Nilekani explained that
We are not profiling a billion people. This will provide an ID database which government can access online. There will be checks and balances to protect identities.But wait, there's more. He's reported as being in talks to "create a personalised carbon account so that all Indians might buy 'green technologies' using a government subsidy.
Improved service delivery is an excellent thing. Hype about national ID cards as a low-cost low-risk 'silver bullet' solution to diverse problems is however worrying. It is an echo of past enthusiasm from journalists, IT boosters and politicians for the Indian Simputer, a device that would supposedly revolutionise Indian life and fuel the growth of the nation's IT industry. Alas, bold forecasts about the Simputer (and an even bolder US$10 version of the OLPC) have not come to fruition.
Nilekani has elsewhere indicated that
This project is pro-poor and inclusive targeted mainly towards the poor. The middle class and the rich have some form of identity. People on the margins are getting lost because of lack of identity.The UIDAI thus appears to be aiming to draw together data regarding the identification of some 80 million income tax payers with a Permanent Account Number (PAN), over 200 million account holders in public and private banks, some 500 million mobile phone consumers, over 600 million Indians who have election cards, Indian passport holders, along with databases (often manual) covering such things as cooking gas consumers and holders of public food distribution system cards.

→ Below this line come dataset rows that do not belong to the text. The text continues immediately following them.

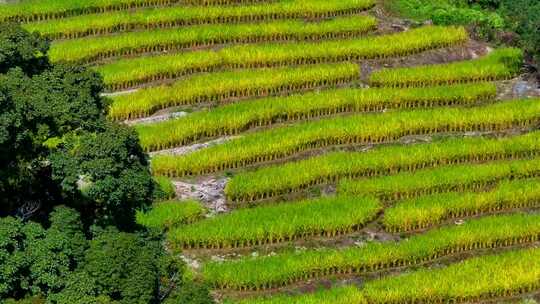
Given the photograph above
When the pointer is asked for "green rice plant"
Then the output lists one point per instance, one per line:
(164, 188)
(130, 72)
(459, 178)
(234, 118)
(474, 280)
(90, 49)
(323, 217)
(175, 16)
(40, 10)
(169, 214)
(273, 181)
(127, 73)
(427, 211)
(279, 143)
(500, 64)
(274, 271)
(378, 47)
(226, 86)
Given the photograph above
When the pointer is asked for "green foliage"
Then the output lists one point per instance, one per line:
(523, 17)
(165, 215)
(329, 168)
(38, 261)
(36, 10)
(47, 103)
(426, 211)
(18, 48)
(120, 268)
(488, 17)
(90, 49)
(106, 171)
(190, 292)
(443, 179)
(500, 64)
(225, 86)
(129, 72)
(504, 275)
(238, 117)
(166, 17)
(282, 269)
(164, 189)
(326, 216)
(279, 143)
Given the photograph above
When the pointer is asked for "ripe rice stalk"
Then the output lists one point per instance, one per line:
(427, 211)
(323, 217)
(278, 143)
(475, 280)
(286, 268)
(42, 10)
(91, 49)
(273, 181)
(168, 214)
(131, 72)
(460, 178)
(226, 86)
(235, 118)
(177, 16)
(500, 64)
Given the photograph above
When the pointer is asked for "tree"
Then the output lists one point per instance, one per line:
(18, 48)
(107, 172)
(38, 261)
(119, 267)
(35, 110)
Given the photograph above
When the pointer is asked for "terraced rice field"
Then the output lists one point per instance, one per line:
(320, 151)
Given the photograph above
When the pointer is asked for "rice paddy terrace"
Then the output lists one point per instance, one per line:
(328, 152)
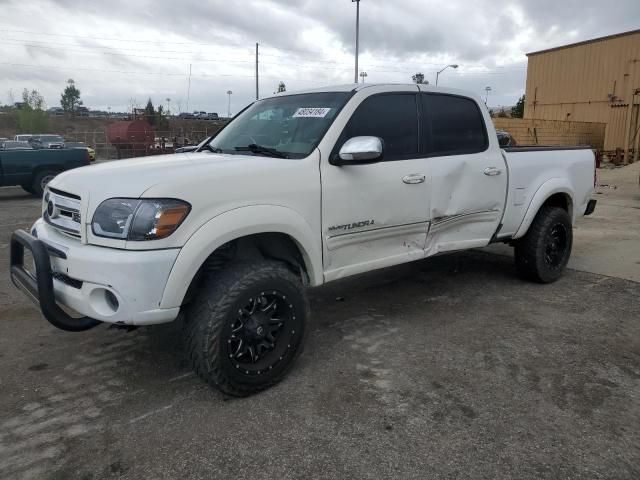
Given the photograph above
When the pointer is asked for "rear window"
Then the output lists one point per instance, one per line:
(452, 125)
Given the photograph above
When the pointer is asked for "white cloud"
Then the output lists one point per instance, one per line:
(120, 50)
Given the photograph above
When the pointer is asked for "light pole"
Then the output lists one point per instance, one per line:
(486, 98)
(357, 37)
(448, 66)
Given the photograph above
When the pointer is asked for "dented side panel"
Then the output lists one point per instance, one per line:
(467, 200)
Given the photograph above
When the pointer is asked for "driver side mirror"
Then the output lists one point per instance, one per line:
(360, 150)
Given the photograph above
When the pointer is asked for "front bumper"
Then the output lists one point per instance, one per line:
(101, 284)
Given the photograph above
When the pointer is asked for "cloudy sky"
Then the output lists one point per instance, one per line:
(121, 52)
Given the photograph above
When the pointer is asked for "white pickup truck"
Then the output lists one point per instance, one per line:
(298, 190)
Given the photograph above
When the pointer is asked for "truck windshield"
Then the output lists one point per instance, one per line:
(289, 126)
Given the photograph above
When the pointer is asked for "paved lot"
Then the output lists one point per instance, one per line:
(448, 368)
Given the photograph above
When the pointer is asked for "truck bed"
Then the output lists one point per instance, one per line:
(537, 169)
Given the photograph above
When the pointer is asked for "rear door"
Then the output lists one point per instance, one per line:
(469, 173)
(376, 215)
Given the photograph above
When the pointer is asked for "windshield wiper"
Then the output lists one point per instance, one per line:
(260, 149)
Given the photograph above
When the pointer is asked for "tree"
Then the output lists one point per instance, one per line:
(32, 117)
(517, 111)
(150, 113)
(156, 117)
(419, 78)
(70, 99)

Nilekani admits that validation of data is a challenge, given the "phenomenon of duplicates or fraudulent numbers" and the absence of identity documents for many people (who are for example not individually identified in official registers, don't have accounts with financial institutions and indeed may not have any papers whatsoever).
Wariness might be heightened by a lack of information about what is planned and how the scheme is supposed to work, with some reportage claiming that people will receive a unique number (so much for chatter about photo and fingerprint biometrics)rather than a card, with that number appearing on a plethora of identity documents such as election identity cards, PAN cards and bank account registers. That sounds like an Indian version of the US Social Security Number.